Database Migration - A Planned Approach
February 22, 2006
A fairly common event in a database's lifecycle is that of the migration from version "older" to version "newer." Migrating from one version to another may be as simple as exporting the old and importing into the new, but chances are there is a lot more involved than first meets the eye. It is not uncommon to also incorporate other significant changes such as an operating system change, a schema modification, and changes to related applications. Each change has its own inherent risk, but lumping them together in one operation flies in the face of common sense, even more so without having tested the migration from start to end. Amazingly, this situation occurs all too often.
From a software engineering standpoint, is it safe or a best practice to heap so many significant changes together in one step? Further, wouldn't it seem obvious that you would want to one, not only practice the migration, but two, test the changes before actually applying them to your live/production environment?
Here is something else to consider: break a dependency chain before it breaks you and the migration process. Given the scenario of migrating from Oracle8i to 10g, changing the underlying operating system to Linux from Solaris, modifying major tables within a schema, and running newer/modified versions of related applications, where are the places you can break the dependency chain? Put another way, what are the safer/well-known/"charted by many others before you" steps, and which are the uncharted/"applies only to you" steps?
Separate the known from the unknown (where versus how)
For non-leading edge/early adopter/early implementers ("sure, we're more than happy to provide our production environment as a beta testing ground for the rest of the world") of a new version of Oracle, by the time you (and your company) are ready to migrate from an older version of the RDBMS software to a newer one, many others will have gone before you. Likewise, many others have already crossed over to the dark side by having adopted Linux as their underlying OS.
Considering the combined RDBMS/OS version change as the known, this combination is also the "where" part of "where versus how." Where your production database lives in terms of version and OS is a logical place to break the dependency chain. In an all-or-nothing do-or-die migration scenario, failure means losing the time spent on what is perhaps the simplest part of the scenario, namely, the hours spent on exporting and importing. If you can separate the overall migration into at least two distinct stages, you will have broken the dependency chain into smaller chains. The guiding principle/lesson to be learned here is to move from point A to D via safe, incremental steps.
Unfortunately, no one can authoritatively tell you what the best approach is for "how." How your database operates with respect to schema and application interaction is up to you to determine. Until you have thoroughly test driven schema and application changes, this part of the overall migration process stays in the realm of the unknown. Going live and finding out for the first time that the new application/database code results in cascading triggers (thereby bringing an instance to its knees, so to speak) is obviously a poor time to become aware of this situation. Developers and testers using 100 records as a test size when the production environment contains tens of millions records is hardly a thorough test.
Export and Import via a proactive approach
With respect to the export and import utilities, you do not have to accept the default parameters. In fact, you owe it to yourself to use quite a few non-default settings, and doing so makes the process easier to perform and saves time when it is time do it for real. Let's look at the indexfile parameter as a start. There are (at least) four excellent reasons to use indexfile=filename on an import.

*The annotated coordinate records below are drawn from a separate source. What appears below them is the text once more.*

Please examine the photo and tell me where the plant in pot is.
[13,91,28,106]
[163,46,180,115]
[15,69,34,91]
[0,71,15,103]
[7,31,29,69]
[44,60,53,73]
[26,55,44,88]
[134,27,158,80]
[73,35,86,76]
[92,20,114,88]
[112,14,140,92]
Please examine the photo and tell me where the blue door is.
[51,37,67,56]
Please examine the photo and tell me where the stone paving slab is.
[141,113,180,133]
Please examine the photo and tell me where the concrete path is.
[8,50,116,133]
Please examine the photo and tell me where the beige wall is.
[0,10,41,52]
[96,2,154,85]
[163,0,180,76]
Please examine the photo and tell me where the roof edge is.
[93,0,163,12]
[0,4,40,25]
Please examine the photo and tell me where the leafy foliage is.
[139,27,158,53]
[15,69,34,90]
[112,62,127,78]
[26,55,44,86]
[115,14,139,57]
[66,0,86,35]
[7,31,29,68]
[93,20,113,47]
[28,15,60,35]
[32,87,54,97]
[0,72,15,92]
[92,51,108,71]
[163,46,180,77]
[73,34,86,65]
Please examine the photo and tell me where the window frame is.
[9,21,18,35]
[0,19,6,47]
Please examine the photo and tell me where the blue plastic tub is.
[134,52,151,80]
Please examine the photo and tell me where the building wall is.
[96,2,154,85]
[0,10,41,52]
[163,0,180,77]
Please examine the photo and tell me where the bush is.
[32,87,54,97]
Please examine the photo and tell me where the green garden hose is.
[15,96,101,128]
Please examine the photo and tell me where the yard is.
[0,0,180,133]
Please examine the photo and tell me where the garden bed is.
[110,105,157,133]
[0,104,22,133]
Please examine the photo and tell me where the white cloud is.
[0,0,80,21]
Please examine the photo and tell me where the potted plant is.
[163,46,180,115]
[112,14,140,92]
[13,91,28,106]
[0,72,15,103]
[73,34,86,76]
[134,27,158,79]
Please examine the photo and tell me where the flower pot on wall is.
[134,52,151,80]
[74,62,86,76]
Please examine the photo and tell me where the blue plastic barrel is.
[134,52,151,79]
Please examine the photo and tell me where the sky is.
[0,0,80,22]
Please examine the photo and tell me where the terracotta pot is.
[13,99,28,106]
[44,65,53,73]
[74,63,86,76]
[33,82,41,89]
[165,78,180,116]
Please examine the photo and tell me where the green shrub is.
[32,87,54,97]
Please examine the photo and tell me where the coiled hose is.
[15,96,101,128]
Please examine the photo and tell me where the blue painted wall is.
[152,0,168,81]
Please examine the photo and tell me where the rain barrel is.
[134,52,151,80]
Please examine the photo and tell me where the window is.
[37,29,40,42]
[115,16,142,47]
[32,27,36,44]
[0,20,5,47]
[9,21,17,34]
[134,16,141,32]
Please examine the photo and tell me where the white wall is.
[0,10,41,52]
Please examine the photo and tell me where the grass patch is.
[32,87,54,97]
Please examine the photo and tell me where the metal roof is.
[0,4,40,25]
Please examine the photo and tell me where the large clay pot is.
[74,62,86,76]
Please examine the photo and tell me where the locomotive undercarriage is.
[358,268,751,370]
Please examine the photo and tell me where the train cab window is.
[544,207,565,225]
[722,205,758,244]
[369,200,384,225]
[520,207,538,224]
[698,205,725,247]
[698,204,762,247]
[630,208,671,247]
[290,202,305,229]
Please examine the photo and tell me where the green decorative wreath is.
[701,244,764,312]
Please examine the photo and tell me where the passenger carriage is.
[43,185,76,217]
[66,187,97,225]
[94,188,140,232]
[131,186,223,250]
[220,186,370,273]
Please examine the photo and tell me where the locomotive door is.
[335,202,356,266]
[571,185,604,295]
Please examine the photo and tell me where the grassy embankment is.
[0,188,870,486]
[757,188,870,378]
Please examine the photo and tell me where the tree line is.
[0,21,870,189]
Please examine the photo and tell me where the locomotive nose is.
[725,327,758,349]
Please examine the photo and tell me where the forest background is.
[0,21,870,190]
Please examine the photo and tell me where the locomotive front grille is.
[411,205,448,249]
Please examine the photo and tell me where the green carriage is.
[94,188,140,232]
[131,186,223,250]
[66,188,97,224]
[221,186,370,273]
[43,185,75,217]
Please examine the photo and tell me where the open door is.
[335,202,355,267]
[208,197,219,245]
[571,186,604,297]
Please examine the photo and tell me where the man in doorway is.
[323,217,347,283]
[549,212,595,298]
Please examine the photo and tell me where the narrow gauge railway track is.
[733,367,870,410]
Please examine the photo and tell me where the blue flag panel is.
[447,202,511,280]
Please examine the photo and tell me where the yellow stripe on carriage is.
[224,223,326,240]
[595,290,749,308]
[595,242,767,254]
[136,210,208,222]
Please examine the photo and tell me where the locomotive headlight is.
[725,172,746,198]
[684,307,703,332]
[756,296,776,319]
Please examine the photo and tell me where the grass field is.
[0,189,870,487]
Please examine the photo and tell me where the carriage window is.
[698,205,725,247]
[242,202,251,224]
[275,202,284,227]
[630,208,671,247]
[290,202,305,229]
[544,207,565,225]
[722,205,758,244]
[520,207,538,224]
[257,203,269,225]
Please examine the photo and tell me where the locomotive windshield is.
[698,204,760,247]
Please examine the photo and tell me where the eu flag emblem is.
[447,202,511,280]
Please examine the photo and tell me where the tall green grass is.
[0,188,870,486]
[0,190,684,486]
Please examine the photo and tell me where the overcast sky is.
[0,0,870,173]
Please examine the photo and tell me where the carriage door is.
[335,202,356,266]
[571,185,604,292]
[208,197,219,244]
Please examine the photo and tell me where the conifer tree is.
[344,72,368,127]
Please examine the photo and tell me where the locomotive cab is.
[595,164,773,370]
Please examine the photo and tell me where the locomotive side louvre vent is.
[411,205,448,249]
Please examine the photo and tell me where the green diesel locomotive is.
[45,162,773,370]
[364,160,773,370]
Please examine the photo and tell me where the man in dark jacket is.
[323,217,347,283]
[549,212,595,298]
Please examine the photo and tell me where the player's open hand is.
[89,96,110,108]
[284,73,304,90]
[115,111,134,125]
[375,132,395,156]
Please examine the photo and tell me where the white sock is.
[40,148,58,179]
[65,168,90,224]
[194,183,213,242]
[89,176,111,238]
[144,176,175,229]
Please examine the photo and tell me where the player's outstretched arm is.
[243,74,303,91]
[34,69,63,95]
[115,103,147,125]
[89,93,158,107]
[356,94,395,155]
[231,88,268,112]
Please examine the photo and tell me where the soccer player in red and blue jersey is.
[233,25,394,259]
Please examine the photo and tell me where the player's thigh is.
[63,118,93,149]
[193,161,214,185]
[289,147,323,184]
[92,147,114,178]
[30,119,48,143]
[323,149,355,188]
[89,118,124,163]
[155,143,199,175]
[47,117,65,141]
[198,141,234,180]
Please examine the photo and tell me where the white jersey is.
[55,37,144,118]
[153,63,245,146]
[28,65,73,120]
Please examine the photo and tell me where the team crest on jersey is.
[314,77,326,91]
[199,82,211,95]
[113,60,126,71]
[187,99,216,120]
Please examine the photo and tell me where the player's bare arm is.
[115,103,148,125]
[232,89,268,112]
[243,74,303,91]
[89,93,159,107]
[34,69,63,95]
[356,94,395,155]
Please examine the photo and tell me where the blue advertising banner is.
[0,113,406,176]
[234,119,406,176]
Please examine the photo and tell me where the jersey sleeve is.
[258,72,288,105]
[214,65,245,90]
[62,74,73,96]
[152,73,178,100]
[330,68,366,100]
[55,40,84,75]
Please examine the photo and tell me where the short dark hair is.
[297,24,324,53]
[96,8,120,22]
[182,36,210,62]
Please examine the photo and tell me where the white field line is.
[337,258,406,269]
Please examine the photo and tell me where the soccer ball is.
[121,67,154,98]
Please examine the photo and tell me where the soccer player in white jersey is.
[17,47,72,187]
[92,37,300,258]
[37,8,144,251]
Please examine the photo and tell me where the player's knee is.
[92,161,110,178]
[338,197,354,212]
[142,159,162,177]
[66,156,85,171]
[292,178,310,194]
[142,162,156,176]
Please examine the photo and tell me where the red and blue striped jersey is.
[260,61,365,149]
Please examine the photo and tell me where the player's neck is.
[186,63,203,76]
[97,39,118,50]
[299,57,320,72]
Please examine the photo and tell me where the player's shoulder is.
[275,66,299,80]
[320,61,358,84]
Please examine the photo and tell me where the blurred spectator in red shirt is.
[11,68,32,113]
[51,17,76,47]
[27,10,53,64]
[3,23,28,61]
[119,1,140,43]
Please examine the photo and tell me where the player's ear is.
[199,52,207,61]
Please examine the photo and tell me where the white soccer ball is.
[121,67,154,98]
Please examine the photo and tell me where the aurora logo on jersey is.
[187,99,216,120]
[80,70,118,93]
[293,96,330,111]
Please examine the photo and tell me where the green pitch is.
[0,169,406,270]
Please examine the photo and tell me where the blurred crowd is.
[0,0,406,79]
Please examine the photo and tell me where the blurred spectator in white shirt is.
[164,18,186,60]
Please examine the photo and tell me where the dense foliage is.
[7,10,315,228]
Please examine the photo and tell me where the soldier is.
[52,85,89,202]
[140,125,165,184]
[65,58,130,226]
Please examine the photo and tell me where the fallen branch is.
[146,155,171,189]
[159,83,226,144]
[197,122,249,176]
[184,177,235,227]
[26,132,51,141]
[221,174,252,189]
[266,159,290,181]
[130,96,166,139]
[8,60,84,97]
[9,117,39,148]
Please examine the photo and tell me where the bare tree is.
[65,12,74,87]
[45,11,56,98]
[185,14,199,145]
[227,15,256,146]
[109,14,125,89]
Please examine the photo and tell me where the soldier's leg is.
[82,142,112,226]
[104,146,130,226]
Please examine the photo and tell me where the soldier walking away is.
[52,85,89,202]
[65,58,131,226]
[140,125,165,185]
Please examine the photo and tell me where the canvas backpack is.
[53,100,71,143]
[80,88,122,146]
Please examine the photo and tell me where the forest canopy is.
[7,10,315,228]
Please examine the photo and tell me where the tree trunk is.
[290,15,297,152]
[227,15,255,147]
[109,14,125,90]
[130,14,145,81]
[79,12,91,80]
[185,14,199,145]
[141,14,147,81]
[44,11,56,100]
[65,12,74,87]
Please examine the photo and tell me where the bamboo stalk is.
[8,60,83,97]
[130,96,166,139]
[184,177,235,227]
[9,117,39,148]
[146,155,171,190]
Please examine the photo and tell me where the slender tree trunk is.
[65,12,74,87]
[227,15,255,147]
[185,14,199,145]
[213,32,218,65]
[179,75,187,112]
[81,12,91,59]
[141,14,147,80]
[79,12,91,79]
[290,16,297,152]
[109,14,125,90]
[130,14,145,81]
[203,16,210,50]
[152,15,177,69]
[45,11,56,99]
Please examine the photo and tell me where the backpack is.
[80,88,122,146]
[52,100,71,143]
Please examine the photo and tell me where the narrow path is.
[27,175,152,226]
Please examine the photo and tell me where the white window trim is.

The first is that the output documents the storage of tables and indexes (all or some, depends on what was included in the export dump file). Where is your source code for schema creation? If you do not have source code, this parameter (along with a fairly simple query that returns everything else) goes a very long way towards providing that information. The query part is spooling out the contents of all or user_source. Code for packages, package bodies, procedures, functions, and triggers will be included in the output. With very little editing such as adding "create or replace" and cleaning up SQL*Plus artifacts (i.e., feedback, heading, page breaks if these weren't suppressed to begin with), you are left with the current source for a significant portion of a schema.
The second is that if you are going to do any housecleaning or rearranging of tables and indexes, now is the time to edit the indexfile and update tablespace mappings and storage parameters. If the logical layout is to remain the same, then the third reason comes into play.
Separate the tables from the indexes, that is, separate the SQL create statements (one script for tables, the other for indexes). Do as much as you can on the target database before it is time to do the actual migration. Part of this includes creating the same/new tablespaces and running the create tables script. Run the create tables script ahead of time for two reasons: one is to validate the logical layout, the other is to help speed up the import (concepts question: how does import work if an object exists or does not exist?).
The fourth reason comes back to the indexes listed in the indexfile. Performance-wise, when doing bulk inserts, is it better to have indexes or not? What happens when a new record is inserted? One or more indexes have to be updated (assuming there is at least a primary key for that record). Oracle's recommendation is that (for large databases) you should hold off on creating indexes until after all the data has been inserted. Again, this comes back to the importance of the indexfile because it is the link between export using "indexes=n" (the default is y) and your being able to re-create the indexes after the data has been loaded.
In the next article about migration, I will provide a checklist/plan covering steps and procedures for the before, during, and after phases. Even if you are forced to bundle together four major changes at the same time, there are proactive measures you can take to mitigate and reduce risk.